It is your responsibility to demonstrate that you have complied with the requirements to establish and, where necessary, retain your statutory excuse.

You will not have a statutory excuse if:

  • you cannot provide evidence of having conducted the prescribed right to work checks before the employment commenced;
  • you have employed someone when it is reasonably apparent that they are not the holder of the document they present, or the person named and shown in the online right to work check (i.e. that person is an imposter);
  • you have conducted a manual check and it is reasonably apparent that the document is false (the falsity would be considered to be ‘reasonably apparent’ if an individual who is untrained in the identification of false documents, examining it carefully, but briefly and without the use of technological aids, could reasonably be expected to realise that the document in question is not genuine);
  • you have conducted an online check and it is reasonably apparent that the website you have used to do that check is not the official gov.uk Home Office online right to work checking service;
  • you have attempted to conduct an online check but have not accessed the employer ‘View a job applicant’s right to work details’ ↗ part of the service, you have only viewed information online that has been provided directly to the migrant;
  • you have employed someone when it is clear from the right to work check that the person does not have valid permission to work in the U.K. or is subject to an immigration condition which prevents them from carrying out the work in question (i.e. you have employed a person with no right to work or a person in breach of their work restrictions or a person whose right to work has expired);
  • you know you are employing a person who is not allowed to undertake the work regardless of whether you have carried out any document checks;
  • your statutory excuse was time-limited and has expired; or
  • in respect of a student who has a restricted right to work, you have not obtained and retained a copy of evidence setting out their term and vacation times covering the duration of their period of study in the U.K.

If we are satisfied that you have a statutory excuse in respect of an illegal worker, you will not be liable for a civil penalty.

But if we consider that you have not established a statutory excuse in respect of an illegal worker we will consider the level of your civil penalty.  Please see stage 2 in the Consideration Framework.

Have you been found to be employing an illegal worker before?

During stage 2 of our consideration process we will look at whether you have been found to be employing illegal workers within the previous three years.  We will do this to determine the level of your breach, as this will be taken into account and a higher starting level of penalty will apply.  We will then use Level 2 of our Civil Penalty Calculator to determine the amount of your civil penalty.

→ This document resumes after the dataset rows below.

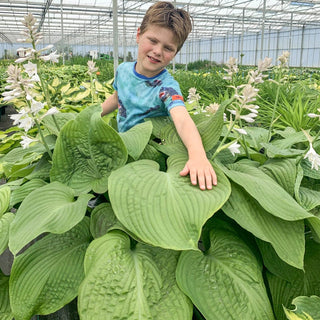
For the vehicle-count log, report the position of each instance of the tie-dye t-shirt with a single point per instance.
(141, 97)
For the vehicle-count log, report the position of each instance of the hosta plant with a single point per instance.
(108, 220)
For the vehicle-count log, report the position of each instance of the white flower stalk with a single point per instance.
(52, 57)
(25, 142)
(240, 130)
(284, 59)
(234, 148)
(313, 157)
(232, 68)
(91, 67)
(193, 96)
(23, 119)
(212, 108)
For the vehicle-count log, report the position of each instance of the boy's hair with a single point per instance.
(164, 14)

If you have not received a civil penalty or warning notice or committed an offence under section 21 ↗ within this time period, we will use Level 1 of our Civil Penalty Calculator to determine the amount of your penalty.

Multiple premises

A business with more than one premises which has been found to be employing illegal workers within the previous three years and where recruitment is devolved to each site, will not be subject to a penalty calculation using Level 2 of the Civil Penalty Calculator if illegal workers are encountered at different sites, unless this can be attributed to a general failure in the business’s centrally set recruitment practices.

Transfer of undertakings

Employers who acquire staff as a result of a Transfer of Undertakings (Protection of Employment) Regulations 2006 ↗ (TUPE) transfer are provided with a grace period of 60 days from the date of the transfer of the business to correctly carry out their first statutory right to work checks in respect of these acquired employees.  There is no such grace period for any follow-up checks to retain the excuse, where applicable.

This 60-day grace period applies in all situations where the new employer acquires employees who are subject to a “relevant transfer” (as defined by regulation 3 ↗ [as amended ↗] of the Transfer of Undertakings (Protection of Employment) Regulations 2006 ↗ (the TUPE Regulations”)), even if the transferring business is subject to “terminal” insolvency proceedings falling within regulation 8(7) ↗ of the TUPE Regulations, such as cases involving compulsory liquidation.  (The employment protections set out in regulations 4 ↗ (continuation of employment) and 7 ↗ (protection from dismissal) of the TUPE Regulations are dis-applied in reg. 8(7) ↗ cases.)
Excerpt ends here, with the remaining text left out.